Multiple Sclerosis


Chapter 199

Multiple Sclerosis



Barbara S. Bishop



Definition and Epidemiology


Multiple sclerosis (MS) is a chronic progressive inflammatory and neurodegenerative disease affecting the central nervous system (CNS). The hallmark lesion in MS, called a plaque, was first described in the 1800s.1 Multiple lesions are seen in multiple locations, hence the name multiple sclerosis. On histologic examination, the lesions are characterized by inflammation, demyelination, axonal injury and transaction, axonal loss, and gliosis.13 MS is thought to be a complicated interaction among the autoimmune system, genetic variables, and environmental factors.1 Clues to the cause of MS come from the worldwide and nonrandom pattern of this disease, studies of structural and functional changes within the CNS, immunologic studies, and genetic studies (particularly studies of families and twins).13 To date, no single causative factor has been identified. It has been postulated that low vitamin D levels, exposure to Epstein-Barr virus (EBV) in preadolescence, and smoking are significant contributing environmental factors in MS. More than 100 genes have been identified that are associated with MS.46 Box 199-1 describes the types of presentation and clinical courses of MS. The onset of MS is likely to occur between 20 and 50 years of age. MS affects three times as many women as men. It can also occur in the pediatric and geriatric populations. MS affects up to 450,0008 Americans and approximately 2.5 million persons worldwide. The worldwide pattern of MS shows that it is less common near the equator, and the highest incidence is across northern Europe, North America, and Australia. It occurs most commonly in Caucasians.1,2 African Americans tend to have more aggressive disease courses.7



Box 199-1


Clinical Courses of MS



Radiographically isolated syndrome (RIS): Presence of magnetic resonance imaging (MRI) lesions specific to MS that may meet the MRI diagnostic criteria for MS without clinical symptoms. Sixty-five percent of patients convert to MS in 5.3 years.


Clinically isolated syndrome (CIS): Acute or subacute focal neurologic event indicative of demyelination and often associated with clinically silent lesions on MRI. Up to 90% of MS patients have CIS on presentation.


Relapsing-remitting MS (RRMS): Course punctuated by clinical relapses (exacerbations) followed by periods of clinical remission; most common type; 85% of MS patients have RRMS at time of diagnosis.


Primary-progressive MS (PPMS): Accumulating disability from initial presentation without clearly defined relapses or remissions.
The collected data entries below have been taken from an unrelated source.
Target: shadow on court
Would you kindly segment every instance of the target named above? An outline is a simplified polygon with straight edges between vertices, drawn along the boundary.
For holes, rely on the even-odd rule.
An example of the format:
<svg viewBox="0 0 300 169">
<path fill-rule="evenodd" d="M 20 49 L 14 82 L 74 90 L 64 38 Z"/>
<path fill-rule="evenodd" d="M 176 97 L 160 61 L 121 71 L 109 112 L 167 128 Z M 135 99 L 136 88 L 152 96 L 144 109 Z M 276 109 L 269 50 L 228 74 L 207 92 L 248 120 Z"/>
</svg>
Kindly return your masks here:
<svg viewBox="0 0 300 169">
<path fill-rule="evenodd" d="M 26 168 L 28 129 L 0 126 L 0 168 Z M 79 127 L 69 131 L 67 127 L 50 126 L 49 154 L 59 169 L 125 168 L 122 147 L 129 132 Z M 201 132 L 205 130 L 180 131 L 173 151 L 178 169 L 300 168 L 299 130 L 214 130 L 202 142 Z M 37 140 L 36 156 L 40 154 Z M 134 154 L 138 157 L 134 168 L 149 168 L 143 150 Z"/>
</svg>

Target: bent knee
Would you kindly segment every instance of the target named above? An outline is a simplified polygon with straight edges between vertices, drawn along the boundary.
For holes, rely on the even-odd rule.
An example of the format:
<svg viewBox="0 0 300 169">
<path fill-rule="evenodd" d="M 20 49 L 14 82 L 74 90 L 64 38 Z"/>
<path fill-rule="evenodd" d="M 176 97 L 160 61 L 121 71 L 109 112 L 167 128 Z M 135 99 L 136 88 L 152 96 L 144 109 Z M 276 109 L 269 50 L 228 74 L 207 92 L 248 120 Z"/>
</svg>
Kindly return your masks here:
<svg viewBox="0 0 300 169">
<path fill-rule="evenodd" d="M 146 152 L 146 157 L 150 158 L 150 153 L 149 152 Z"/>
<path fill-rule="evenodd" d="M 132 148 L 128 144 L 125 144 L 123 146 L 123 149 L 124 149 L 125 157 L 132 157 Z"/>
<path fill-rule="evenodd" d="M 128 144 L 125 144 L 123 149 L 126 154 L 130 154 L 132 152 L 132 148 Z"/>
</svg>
Approximately 10% of MS patients have PPMS.


Secondary-progressive MS (SPMS): Thought to be the natural evolution of RRMS. It represents a progressive course with or without relapses. Natural history states that 50% of RRMS will convert to SPMS, and 90% after 25 years.


Progressive-relapsing MS (PRMS): Steadily progressive from onset, but also with acute attacks. Approximately 5% of MS patients have this type.


Benign: Expanded Disability Severity Scale (EDSS) score ≤3 for more than 10 years. This definition does not take into account domains of fatigue, cognition, mood, pain, social functional levels, and radiographic changes. Studies have supported decline in all aforementioned domains. In addition, approximately 50% of patients with “benign” MS progress to having EDSS scores ≥6.0 or progress to SPMS within 20 years.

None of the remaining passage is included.